Documentário sobre o pintor pernambucano Cícero Dias empolga a crítica no Rio e chega ao Recife.
Luce Pereira (texto)
Greg (arte sobre foto)
Documentários são biografias que chegam ao espectador de forma muito mais atraente, sobretudo quando construindo a história, feito se costura delicada colcha de retalhos, está um especialista nesta arte. Coube a Vladimir Carvalho, que tem na carreira uma série de bem-sucedidos trabalhos, lançar luz sobre vida e obra de um dos maiores pintores brasileiros de todos os tempos e excepcional não apenas pelo legado, mas, também, pela coragem de desafiar uma terra e uma época excessivamente conservadoras. Cícero Dias, o compadre de Picasso, chega aqui depois de fazer bonito na estreia carioca, sábado último, com direito até ao Hino de Pernambuco, terra do pintor, sendo cantado por um grupo, no fim da sessão das 19h.

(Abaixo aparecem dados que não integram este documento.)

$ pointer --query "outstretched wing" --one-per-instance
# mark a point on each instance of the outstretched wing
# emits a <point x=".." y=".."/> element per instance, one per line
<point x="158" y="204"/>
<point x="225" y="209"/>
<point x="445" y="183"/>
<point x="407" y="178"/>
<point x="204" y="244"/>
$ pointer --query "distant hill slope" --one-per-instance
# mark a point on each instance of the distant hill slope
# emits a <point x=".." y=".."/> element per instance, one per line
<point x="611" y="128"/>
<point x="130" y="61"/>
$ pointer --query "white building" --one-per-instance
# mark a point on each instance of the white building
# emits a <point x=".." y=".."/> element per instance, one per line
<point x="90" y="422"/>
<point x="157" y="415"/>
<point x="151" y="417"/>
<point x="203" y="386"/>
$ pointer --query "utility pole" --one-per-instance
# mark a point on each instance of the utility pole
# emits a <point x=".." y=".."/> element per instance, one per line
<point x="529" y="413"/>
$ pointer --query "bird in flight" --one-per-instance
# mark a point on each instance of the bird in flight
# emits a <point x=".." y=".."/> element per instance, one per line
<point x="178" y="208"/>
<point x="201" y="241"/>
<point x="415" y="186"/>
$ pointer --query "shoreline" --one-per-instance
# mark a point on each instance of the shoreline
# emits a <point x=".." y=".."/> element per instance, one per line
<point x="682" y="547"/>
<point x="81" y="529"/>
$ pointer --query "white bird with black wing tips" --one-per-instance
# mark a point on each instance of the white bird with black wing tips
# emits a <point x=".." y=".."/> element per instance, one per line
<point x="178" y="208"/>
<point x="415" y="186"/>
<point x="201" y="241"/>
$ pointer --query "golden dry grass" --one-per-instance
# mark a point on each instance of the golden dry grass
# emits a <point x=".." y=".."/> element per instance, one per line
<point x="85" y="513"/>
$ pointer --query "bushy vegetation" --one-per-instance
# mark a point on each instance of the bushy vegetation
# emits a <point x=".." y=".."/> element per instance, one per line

Lamentavelmente, aqui não foge à regra do descaso nacional e quase sempre muitos dos grandes nomes das artes só têm a importância resgatada vários anos depois da morte – vale dizer, não porque o poder público resolva investir na tarefa, como se assim fizesse uma espécie de mea-culpa: o universo há que permitir que o talento e a teimosia de alguém cruze com a sorte, em dado momento, para então nascerem os projetos destinados a revelar a dimensão dessas pessoas. Foi assim com o cineasta, que viajava a Paris, em 2005, para a exibição dos seus trabalhos no Ano do Brasil na França, quando leu numa revista de bordo sobre retrospectiva do artista (1907-2003) na cidade. Lá, conheceu três das pessoas que acabariam levando-o para o caminho essencial da obra de Cícero – a mulher, Raymond, a filha Sylvia e o marchand romeno Jean Boghici, falecido em 2015. Os fios da história, que já começou a ser vista em cinemas de todo o país, foram reforçados com depoimentos de outros mestres como Francisco Brennand e Ariano Suassuna, o primeiro com o crédito de ter ajudado nas largas passadas de Cícero desde o Engenho Jundiá até Paris, onde morreu.

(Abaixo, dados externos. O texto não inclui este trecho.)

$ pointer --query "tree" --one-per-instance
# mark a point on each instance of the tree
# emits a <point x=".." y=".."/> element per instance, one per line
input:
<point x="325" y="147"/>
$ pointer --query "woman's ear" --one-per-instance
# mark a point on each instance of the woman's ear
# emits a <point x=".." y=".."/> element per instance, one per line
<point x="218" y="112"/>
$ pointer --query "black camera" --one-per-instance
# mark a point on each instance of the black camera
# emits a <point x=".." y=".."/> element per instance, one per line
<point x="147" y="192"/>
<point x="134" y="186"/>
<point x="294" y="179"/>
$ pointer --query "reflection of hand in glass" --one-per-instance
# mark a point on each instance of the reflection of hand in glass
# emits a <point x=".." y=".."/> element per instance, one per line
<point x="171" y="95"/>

Aliás, das três viagens que fez ao Recife (além das duas a Paris), o diretor paraibano deixou a última para o lugar onde tudo começou – o Engenho Jundiá, em Escada, município da Zona da Mata. No entanto, saiu chocado com a decadência em que o local se encontra, quando, segundo ele, a paisagem e a casa que viram a infância e os primeiros desenhos de Cícero deveriam fazer parte de um centro cultural. Deveriam, mas entre esse verbo e a sensibilidade do poder público para a necessidade de zelar por esta riqueza do país existe um oceano maior do que aquele que Cícero atravessou para se tornar, na França, além de respeitado e reconhecido, o compadre de Pablo Picasso, de quem tinha até o telefone em seu nome (a fim de evitar o assédio dos fãs). Diferentemente do espanhol, no entanto, não viveu nem a satisfação de ver as origens preservadas. Fez a última viagem ao Recife em fevereiro de 2002, para o lançamento do livro Cícero Dias: uma vida pela pintura, de autoria do jornalista Mário Hélio, e tinha estado na cidade dois anos antes para a inauguração de uma praça com seu nome, mas em nenhuma foi-se despedir do engenho. Melhor seria guardá-lo distante dos atuais tempos de ruína.
Para não ser apenas outro trabalho sobre um grande nome da pintura brasileira, o documentário de Carvalho ousa e vai muito além, transformando-se em “empolgante viagem pelo mundo das artes plásticas, do comportamento social brasileiro e da política mundial de boa parte do século 20”, como escreveu o crítico e curador de cinema Celso Sabadin. A trajetória de Cícero bem que merecia uma obra à altura: Escapou do getulismo, do nazismo, dos ultraconservadores narizes torcidos (na própria terra natal) por sua opção pelo Modernismo, da saudade de suas raízes e conquistou, além de amigos notáveis em todos os campos das artes, o mundo – que ele viu, e começava aqui. Se for over cantar o Hino de Pernambuco nas sessões programadas para o Recife (Cinema São Luiz, de quinta a domingo das 15h20 às 19h30, dependendo do dia), o público pode ao menor sair espalhando por aí que sentiu uma pontinha de orgulho. Sejamos justos: um grande orgulho.